Come si costruisce un evento musicale, oltretutto di una band che dal 2002 ad oggi ha piazzato qualcosa come 60 milioni di dischi in tutto il mondo? A tappe, coinvolgendo in parallelo la rete e i social network con pochi – e calibratissimi – eventi live. Lo sanno bene i Coldplay che negli ultimi tempi più che sulle copertine dei magazine musicali, sono finiti in pasto ai rotocalchi e ai siti scandalistici a causa della fine del menage matrimoniale fra la diva Gwyneth Paltrow e il loro leader, Chris Martin. Serve, si devono essere detti alla Parlophone – confluita come tutta la gloriosa Emi nel gruppo Warner – una virata decisa.

Ecco quindi pronta una vigorosa grancassa mediatica per il lancio del sesto album da studio della band inglese diventata dagli esordi di Parachutes (2000) l’ensemble pop rock più amato e discusso nell’eldorado delle sette note. A tre anni di distanza da Mylo Xyloto – vendutissimo ma dalla creatività latitante – arriva il 20 maggio nei negozi virtuali, digitali e fisici Ghost stories…, un disco su cui la Warner punta molto per chiudere in attivo i bilanci di fine anno, tanto da giustificare un ascolto blindato alla stampa e addirittura una liberatoria fatta firmare prima di far partire lo streaming. Un’opera sulla quale i quattro ragazzi londinesi si sono applicati per benino. La prima impressione rivela un lavoro sicuramente più ispirato dal precedessore e nonostante la presenza di un team impressionante di produttori – oltre agli stessi Coldplay ci sono Paul Epworth, Rik Simpson, Jon Hopkins, Dan Green, Timbaland, Avicii, molto più curato e lieve nei suoni, addirittura in qualche frangente più adatti a una platea ambient piuttosto che a un’arena o a uno stadio in tripudio.
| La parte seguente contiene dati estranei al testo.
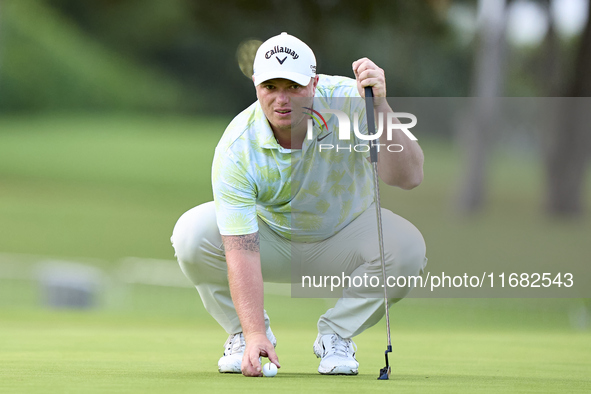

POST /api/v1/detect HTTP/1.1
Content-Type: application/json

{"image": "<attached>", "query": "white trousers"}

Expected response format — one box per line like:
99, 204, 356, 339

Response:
171, 202, 427, 338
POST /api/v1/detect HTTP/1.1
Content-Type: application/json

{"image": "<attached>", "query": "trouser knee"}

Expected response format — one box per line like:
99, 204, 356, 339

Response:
171, 202, 223, 265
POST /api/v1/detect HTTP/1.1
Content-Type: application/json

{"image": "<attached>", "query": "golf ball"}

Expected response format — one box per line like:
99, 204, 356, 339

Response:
263, 363, 277, 378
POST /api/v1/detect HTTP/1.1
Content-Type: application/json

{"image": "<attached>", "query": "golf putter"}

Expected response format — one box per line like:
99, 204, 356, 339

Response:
365, 86, 392, 380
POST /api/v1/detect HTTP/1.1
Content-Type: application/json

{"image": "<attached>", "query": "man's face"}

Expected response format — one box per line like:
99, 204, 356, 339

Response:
256, 77, 318, 131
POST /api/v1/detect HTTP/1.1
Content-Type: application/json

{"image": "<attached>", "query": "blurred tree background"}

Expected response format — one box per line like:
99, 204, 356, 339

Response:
0, 0, 591, 215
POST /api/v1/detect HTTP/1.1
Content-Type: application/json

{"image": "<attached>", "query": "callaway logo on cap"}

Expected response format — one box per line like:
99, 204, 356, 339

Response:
253, 33, 316, 86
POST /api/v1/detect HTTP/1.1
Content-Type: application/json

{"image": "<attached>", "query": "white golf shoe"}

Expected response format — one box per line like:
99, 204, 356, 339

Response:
314, 334, 359, 375
218, 328, 277, 373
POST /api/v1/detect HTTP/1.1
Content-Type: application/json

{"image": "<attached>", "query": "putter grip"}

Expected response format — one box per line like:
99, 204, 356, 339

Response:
365, 86, 378, 163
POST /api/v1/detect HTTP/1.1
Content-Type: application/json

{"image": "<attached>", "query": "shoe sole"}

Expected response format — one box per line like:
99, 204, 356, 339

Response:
318, 366, 359, 375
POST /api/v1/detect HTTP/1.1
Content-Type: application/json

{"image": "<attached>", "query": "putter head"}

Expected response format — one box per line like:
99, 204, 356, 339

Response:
378, 365, 391, 380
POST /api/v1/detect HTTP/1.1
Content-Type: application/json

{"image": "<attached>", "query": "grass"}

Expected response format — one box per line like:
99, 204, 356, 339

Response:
0, 115, 591, 393
0, 296, 591, 393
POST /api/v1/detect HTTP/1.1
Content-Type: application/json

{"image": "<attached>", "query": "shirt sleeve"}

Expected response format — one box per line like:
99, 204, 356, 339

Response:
212, 149, 258, 235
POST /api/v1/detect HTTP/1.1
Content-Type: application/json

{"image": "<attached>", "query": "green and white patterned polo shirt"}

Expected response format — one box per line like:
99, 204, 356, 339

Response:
212, 75, 374, 242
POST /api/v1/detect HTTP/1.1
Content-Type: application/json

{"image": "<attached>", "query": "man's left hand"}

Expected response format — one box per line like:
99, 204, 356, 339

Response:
353, 57, 386, 105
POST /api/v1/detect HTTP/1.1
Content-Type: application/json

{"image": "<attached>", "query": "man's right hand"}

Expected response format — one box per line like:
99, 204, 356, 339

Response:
241, 332, 281, 376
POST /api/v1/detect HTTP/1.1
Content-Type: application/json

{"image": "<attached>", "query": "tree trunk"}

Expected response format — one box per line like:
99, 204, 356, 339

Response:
458, 0, 506, 213
546, 1, 591, 216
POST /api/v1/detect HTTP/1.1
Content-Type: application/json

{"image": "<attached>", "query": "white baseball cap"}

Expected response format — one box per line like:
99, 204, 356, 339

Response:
253, 33, 316, 86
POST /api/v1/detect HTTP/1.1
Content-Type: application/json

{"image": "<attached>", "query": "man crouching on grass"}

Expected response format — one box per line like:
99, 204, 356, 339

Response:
171, 33, 427, 376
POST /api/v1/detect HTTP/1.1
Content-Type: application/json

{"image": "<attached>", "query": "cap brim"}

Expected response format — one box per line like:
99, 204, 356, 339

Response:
254, 71, 313, 86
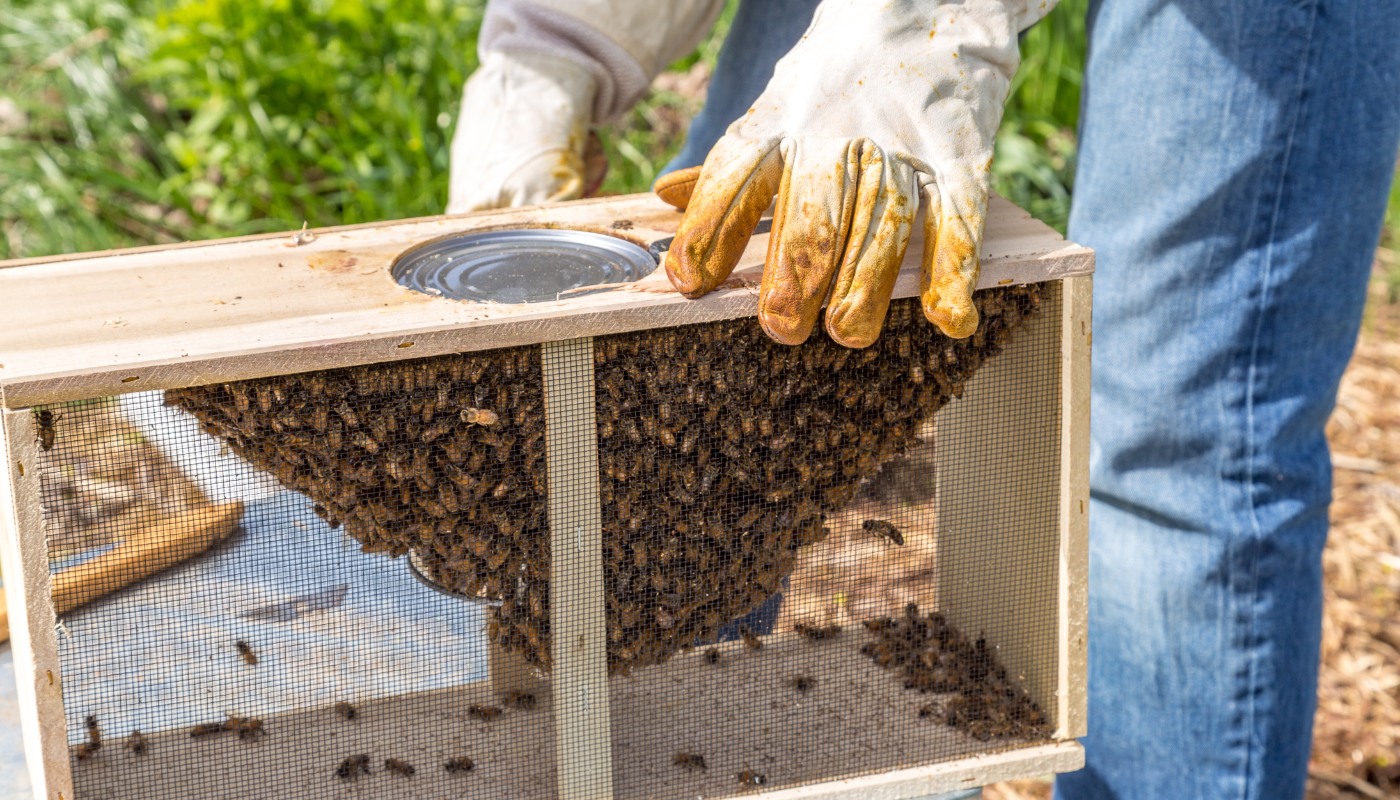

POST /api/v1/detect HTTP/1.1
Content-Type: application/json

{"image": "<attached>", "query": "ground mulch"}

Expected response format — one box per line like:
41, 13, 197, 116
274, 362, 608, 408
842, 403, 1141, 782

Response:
983, 271, 1400, 800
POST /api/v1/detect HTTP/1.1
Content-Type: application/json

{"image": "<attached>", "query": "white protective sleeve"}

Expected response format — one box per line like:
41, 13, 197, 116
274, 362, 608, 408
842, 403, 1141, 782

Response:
477, 0, 724, 123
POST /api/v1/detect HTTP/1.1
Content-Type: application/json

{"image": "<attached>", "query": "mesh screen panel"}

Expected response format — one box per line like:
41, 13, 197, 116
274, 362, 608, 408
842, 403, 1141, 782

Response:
36, 283, 1060, 800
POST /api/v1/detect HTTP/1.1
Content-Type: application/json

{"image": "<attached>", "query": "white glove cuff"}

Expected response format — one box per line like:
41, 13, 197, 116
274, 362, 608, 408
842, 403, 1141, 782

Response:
477, 0, 650, 125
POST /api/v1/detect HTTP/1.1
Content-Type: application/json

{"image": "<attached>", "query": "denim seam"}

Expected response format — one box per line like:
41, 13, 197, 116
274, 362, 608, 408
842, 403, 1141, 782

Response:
1240, 0, 1320, 800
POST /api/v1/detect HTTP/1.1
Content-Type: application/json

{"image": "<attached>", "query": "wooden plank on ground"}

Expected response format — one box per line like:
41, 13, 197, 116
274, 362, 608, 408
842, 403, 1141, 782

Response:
0, 195, 1093, 408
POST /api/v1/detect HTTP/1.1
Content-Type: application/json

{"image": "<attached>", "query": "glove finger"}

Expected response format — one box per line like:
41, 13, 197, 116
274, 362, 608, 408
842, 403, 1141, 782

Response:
759, 137, 861, 345
651, 167, 703, 212
665, 136, 783, 298
826, 142, 918, 347
920, 175, 987, 339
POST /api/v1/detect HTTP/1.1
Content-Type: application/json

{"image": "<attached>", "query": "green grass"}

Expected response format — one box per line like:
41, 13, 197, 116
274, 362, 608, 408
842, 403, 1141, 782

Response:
0, 0, 1377, 266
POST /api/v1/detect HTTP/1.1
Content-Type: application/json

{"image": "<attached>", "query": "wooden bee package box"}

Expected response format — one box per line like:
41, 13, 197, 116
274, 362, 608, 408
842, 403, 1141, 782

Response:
0, 196, 1093, 800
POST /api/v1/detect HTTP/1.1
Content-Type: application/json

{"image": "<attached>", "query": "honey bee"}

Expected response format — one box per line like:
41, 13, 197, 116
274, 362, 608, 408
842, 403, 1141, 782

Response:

Tanta medidabonda amarezza è dettata dalla «crisi» matrimoniale in cui il bel Chris è precipitato, come conferma l’interessato: «Per me Ghost stories è stato come se i miei fantasmi del passato abbiano influenzato il mio presente e il mio futuro. Sostanzialmente si tratta di un percorso sonoro di 42 minuti fatto su un tapis roulant»… E i nove pezzi funzionano bene, intriganti anche nei momenti meno riusciti come l’apertura ondeggiante di Always in My head o la dance tamarra – unica presenza ritmata nel cd – di A Sky Full of Stars griffata appunto Avicii, hanno una loro dignità. Certo quando le melodie e la voce di Chris Martin, come non mai vicina alla perfezione fra glissati e falsetti che si rincorrono giocando con più armonie vocali, si fondono, ci si avvicina pericolosamente alla perfezione del pop, come i quattro ci avevano abituati al loro esordio e in A Rush of Blood to the head (il loro capolavoro). E se Magic e Another’s Arms colpiscono all’istante, il piccolo capolavoro si palesa in Midnight cone le sue note soffuse, la voce di Chris filtrata al sintetizzatore e una sequenza di beat anni settanta da brividi. Non è un caso che il remix sia stato affidato a Giorgio Moroder…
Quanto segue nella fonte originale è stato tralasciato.